Он срывается с места, уволакивая кролика с собой, а бедняга визжит у него в пасти.
— Тото! — кричу я.
— Эта собака — ходячее бедствие, — дядя Генри подходит ко мне сзади во дворе, неся ведро яиц, которые собрал в амбаре. Его бледная ирландская кожа порозовела от работы. Он ещё не дошёл до той точки сезона, когда кожа сдаётся и позволяет себе загореть на солнце.
Я такая же бледная, как он, только веснушчатая и каким-то образом невосприимчивая к солнцу. Я всегда оттенка бледных сливок.
Повернувшись к нему, я щурюсь от резкого наклона утреннего света.
— Полагаю, ты прав. По крайней мере, кур он не трогает.
Дядя Генри фыркает от смеха, но смех быстро превращается в гримасу. Он ставит ведро на землю и растирает поясницу. К врачу он не пойдёт. На это никогда не хватает денег.
— Давай я, — я подскакиваю и беру яйца на себя.
— Я не старик, — говорит он.
— Да? — приподнимаю брови.
Он хмурится, но под его усами прячется намёк на улыбку.
— Ну, старый, но дееспособный.
— Конечно.
— Я справлюсь, — возражает он.
— Знаю, что справишься. И я тоже.
Я направляюсь к дому, и Генри неохотно плетётся следом.
Внутри тётя Эм открыла все окна, устроив в доме сквозняк. Занавески вздымаются, потом опадают, только чтобы их снова подхватило ветром.
Думаю, нет ничего, что я любила бы больше тёплого летнего бриза.
Тётя Эм стоит у рабочего стола, её тёмные руки припорошены мукой. Она месит ком теста, но движения у неё медленные, в руках дрожь, между бровями лёгкая складка раздражения.

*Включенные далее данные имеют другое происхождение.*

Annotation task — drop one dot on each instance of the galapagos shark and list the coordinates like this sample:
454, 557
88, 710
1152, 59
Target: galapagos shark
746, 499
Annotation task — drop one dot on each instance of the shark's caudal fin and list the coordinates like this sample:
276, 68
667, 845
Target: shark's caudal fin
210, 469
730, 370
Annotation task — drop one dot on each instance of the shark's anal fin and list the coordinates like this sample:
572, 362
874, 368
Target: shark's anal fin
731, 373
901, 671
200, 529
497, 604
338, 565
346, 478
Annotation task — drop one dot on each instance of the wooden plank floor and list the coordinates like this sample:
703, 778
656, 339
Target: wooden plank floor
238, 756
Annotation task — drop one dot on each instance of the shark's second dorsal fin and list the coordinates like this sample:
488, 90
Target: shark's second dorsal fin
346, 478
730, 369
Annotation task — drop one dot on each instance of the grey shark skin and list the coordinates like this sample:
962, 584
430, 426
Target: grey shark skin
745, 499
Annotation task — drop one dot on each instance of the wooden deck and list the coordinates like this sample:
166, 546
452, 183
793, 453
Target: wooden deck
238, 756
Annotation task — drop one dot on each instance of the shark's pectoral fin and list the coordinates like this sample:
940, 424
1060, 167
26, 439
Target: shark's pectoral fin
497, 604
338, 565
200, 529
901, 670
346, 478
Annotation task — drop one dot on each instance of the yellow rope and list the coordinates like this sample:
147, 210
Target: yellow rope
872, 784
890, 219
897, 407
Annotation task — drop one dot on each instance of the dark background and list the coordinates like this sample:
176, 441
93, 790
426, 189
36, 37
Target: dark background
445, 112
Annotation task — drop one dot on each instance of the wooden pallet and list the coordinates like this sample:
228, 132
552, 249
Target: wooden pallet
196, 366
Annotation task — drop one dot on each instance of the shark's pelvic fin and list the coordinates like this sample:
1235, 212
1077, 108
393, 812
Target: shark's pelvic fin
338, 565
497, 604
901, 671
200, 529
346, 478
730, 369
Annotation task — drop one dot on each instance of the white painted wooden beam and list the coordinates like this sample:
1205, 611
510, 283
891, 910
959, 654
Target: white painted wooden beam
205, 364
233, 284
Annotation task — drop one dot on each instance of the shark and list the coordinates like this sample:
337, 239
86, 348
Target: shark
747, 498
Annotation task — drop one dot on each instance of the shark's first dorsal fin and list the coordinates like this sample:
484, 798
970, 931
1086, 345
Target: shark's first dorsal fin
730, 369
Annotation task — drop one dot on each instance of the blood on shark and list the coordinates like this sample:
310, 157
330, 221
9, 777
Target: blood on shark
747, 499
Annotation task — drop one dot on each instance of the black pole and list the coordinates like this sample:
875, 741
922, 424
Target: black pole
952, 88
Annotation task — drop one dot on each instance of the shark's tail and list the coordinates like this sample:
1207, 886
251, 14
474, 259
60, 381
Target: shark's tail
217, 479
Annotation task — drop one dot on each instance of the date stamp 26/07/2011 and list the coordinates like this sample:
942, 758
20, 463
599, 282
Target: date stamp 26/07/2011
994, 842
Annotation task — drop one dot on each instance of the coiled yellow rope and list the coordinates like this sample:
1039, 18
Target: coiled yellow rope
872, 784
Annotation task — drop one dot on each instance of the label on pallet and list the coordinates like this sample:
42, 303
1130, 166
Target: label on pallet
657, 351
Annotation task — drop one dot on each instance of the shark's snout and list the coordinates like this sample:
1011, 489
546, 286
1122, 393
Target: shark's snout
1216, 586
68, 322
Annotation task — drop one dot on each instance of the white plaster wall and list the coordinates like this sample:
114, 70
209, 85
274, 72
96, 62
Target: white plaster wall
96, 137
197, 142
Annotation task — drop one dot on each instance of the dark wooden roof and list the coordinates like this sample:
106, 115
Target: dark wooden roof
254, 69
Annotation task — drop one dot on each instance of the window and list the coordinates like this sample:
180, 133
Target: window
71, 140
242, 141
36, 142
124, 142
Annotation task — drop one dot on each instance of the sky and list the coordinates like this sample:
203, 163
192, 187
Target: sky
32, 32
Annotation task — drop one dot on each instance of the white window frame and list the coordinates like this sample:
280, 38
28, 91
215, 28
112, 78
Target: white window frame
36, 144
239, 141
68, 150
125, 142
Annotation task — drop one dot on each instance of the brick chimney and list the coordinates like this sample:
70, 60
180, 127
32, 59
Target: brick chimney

Я ставлю ведро у раковины и присоединяюсь к Эм за столом.
— Дай помогу.
Окунаю руки в банку с мукой. Я чувствую, как она хмурится на меня. Генри и Эм уже подбираются к семидесяти, хотя, глядя на Эм, ни за что бы не догадался. В её глазах есть мудрость, но на лице почти ни одной морщины. И всё же возраст догоняет и её, и Генри. Они за всю жизнь не знали ни дня, когда не работали бы тяжело и не справлялись сами. Принимать помощь, не говоря уже о том, чтобы просить о ней, — чуждое понятие, которое им не по душе.
— Всё в порядке, — возражает она. — Мне нравится месить тесто.
— Мне тоже нравится, — спорю я, что неправда. Я помогаю Эм на кухне уже большую часть двадцати лет, но так и не прониклась страстью к выпечке хлеба. Это буквально самый базовый навык, нужный, чтобы выжить на ферме, и хлеб я есть люблю, но часы, которые требуются, чтобы его приготовить? Точность? Риск ошибки? Нет, спасибо. Я лучше вычищу стойла в амбаре.
С понимающей улыбкой Эм отворачивается от меня и присоединяется к Генри у раковины. Вместе они осматривают яичный улов. Сегодня их меньше, чем вчера, а вчера меньше, чем позавчера. Волноваться ещё не время… пока.
Хотя я не люблю печь хлеб, в этой работе легко потеряться, и, пока мои руки двигаются, мысли ускользают к фантазии о жизни, где ничто не даётся тяжело и всё залито цветом, как на картине тёти Эм.
Возможно, где-то такая жизнь и есть, но не для меня. Ферма нуждается во мне. Эм и Генри нуждаются во мне. Кто будет заботиться о животных, когда Генри не сможет поднимать мешки с кормом? Кто будет таскать лук и картошку в сухой погреб, когда Эм не сможет спуститься по лестнице?
Я не могу их оставить. Не могу оставить ферму. И от одной мысли об этом у меня ноет грудь.
Генри перекладывает яйца в проволочную корзину, которая висит в углу. Эм проверяет томящуюся кастрюлю с рагу на плите.
Снаружи куры перекрикиваются друг с другом. Вдалеке лает собака.
— Дороти, — говорит Эм. — Можешь освободить место для кастрюли? Пора уже клёцки…
Я не успеваю ответить.
Раздаётся громкий грохот, затем по ногам плещет обжигающий жар.
Я шиплю от боли и отшатываюсь, пока рагу растекается по кухонному полу.
— Эм! — Генри бросается к ней. Её руки дрожат, но на лице вспыхивает раздражение.
— Всё в порядке, — я приседаю с одним из наших кухонных полотенец и начинаю вытирать беспорядок. — Я всё уберу.
— Всё пропало.
— Мы можем приготовить ещё, — говорит ей Генри.
— Это была последняя курица, Генри. Мы не можем приготовить ещё.
Я провожу полотенцем по месиву на полу, но теперь это бесполезно. Полотенце промокло насквозь, а там ещё как минимум полкастрюли бульона, который надо вымокать.
— Не знаю, что со мной происходит, — говорит Эм, пока Генри прижимает её к своей груди.